The modern smartphone is easily the genie in the bottle.
It's a phone, sure, but when you whip it out of your pocket you can take pictures, shoot movies, listen to music and surf the web, e-mail people and doom scroll on social media.
All things that not too long ago required more than one gadget on hand. It was a simpler time, and a more heavy one (because of everything you carried around). But it was also purposeful and deliberate.
If you were going for a night out with your friends, bring the phone and camera, leave the mp3-player and Gameboy at home. For a long trip, bring everything! Going to work? Phone and mp3 player will suffice.
Did I say simpler? Maybe I meant more cumbersome? This isn't necessarily bad per se.
Doing something with intent, choosing what gear to bring, is satisfying in and of itself. Or a let down, and you adjust when you encounter the same situation again.

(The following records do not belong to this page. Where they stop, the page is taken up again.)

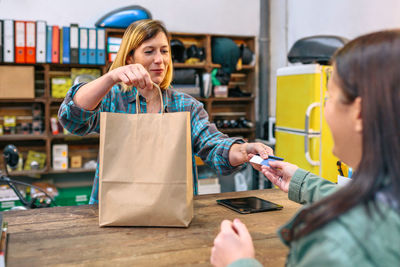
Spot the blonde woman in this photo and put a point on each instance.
(144, 58)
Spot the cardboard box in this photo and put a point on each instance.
(60, 163)
(76, 162)
(60, 151)
(17, 82)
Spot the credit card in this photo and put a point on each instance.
(259, 160)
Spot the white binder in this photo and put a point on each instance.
(41, 41)
(8, 40)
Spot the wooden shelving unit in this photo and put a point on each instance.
(230, 107)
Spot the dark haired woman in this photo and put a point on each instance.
(357, 225)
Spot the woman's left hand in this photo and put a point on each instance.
(241, 153)
(258, 148)
(232, 243)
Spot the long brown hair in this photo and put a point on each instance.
(137, 33)
(368, 67)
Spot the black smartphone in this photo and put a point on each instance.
(246, 205)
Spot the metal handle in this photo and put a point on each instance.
(307, 134)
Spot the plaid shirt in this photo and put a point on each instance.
(207, 142)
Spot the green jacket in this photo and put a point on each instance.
(353, 239)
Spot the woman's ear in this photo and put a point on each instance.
(357, 114)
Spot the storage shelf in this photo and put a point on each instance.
(245, 78)
(72, 136)
(23, 100)
(190, 66)
(27, 173)
(71, 170)
(22, 137)
(244, 67)
(226, 99)
(236, 130)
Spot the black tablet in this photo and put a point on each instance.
(246, 205)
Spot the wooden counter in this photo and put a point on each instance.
(65, 236)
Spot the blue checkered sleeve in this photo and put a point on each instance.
(208, 143)
(77, 120)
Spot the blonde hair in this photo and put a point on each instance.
(137, 33)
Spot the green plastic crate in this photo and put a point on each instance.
(73, 196)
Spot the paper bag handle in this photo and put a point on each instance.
(159, 91)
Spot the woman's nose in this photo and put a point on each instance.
(158, 58)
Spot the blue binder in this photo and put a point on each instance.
(49, 43)
(92, 46)
(66, 47)
(101, 47)
(83, 46)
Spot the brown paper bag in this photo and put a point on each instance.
(145, 169)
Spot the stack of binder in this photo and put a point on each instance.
(36, 42)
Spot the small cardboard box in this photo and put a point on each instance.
(60, 151)
(60, 163)
(17, 82)
(76, 162)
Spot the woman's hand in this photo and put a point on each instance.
(241, 153)
(279, 173)
(232, 243)
(133, 75)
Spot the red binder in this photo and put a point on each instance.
(20, 48)
(30, 41)
(55, 55)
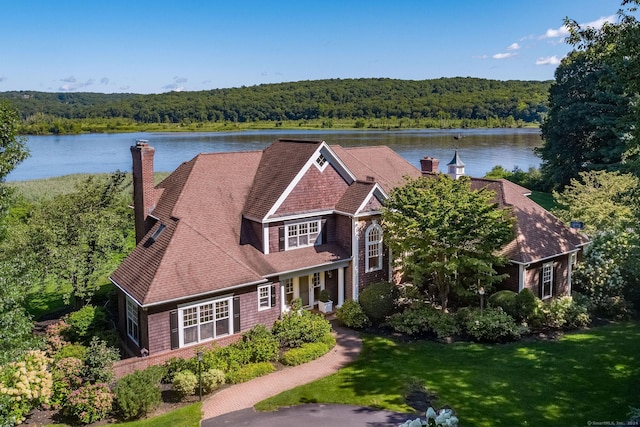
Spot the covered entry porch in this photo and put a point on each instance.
(307, 285)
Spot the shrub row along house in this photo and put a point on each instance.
(229, 240)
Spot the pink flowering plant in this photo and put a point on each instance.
(89, 403)
(24, 385)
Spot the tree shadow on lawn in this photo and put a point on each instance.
(585, 376)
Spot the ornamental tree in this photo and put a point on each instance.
(444, 234)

Besides purpose, deliberation and intent I also just plain enjoyed it more. Sure, the first years of the smartphone revolution felt like magical times. They got better, faster, stronger, all the time and could quite literally replace a desktop computer today.
But we lost some of the fun and quirkiness along the way. Every smartphone today looks pretty much identical. And with a duopoly of operating systems that do the same things, sure it's an impressive array of things, but we are left with no diversity. No quirkiness.
I, for one, decided to do something about it. My first step was to buy a modern mp3 player or DAP (for Digital Audio Player) as they're known today. I bought a mid-segment Fiio M21, figuring appx. $350 should get me a pretty good player.
I was right, the Fiio M21 is an Android based DAP, it has WiFi and Bluetooth should you want it, it has a touch screen and while the version of Android on it (13) isn't exactly this years model it's also not ancient. It (and every other DAP I've seen) lacks a camera and a SIM tray though. Thank god.
I pretty much followed SuperReviews guide to setting up an Android DAP when getting started.
So, lessons learned?
Let's get this out of the way first, how does it sound? It sounds fine. I can't hear any real difference from just listening on my phone but that wasn't my main point. I wanted distraction-free listening, no notifications, no apps to suck me in.
And it delivers on that front. I now do my commute to and from work free from staring at a screen.
It's still early Days though. will I stick to it?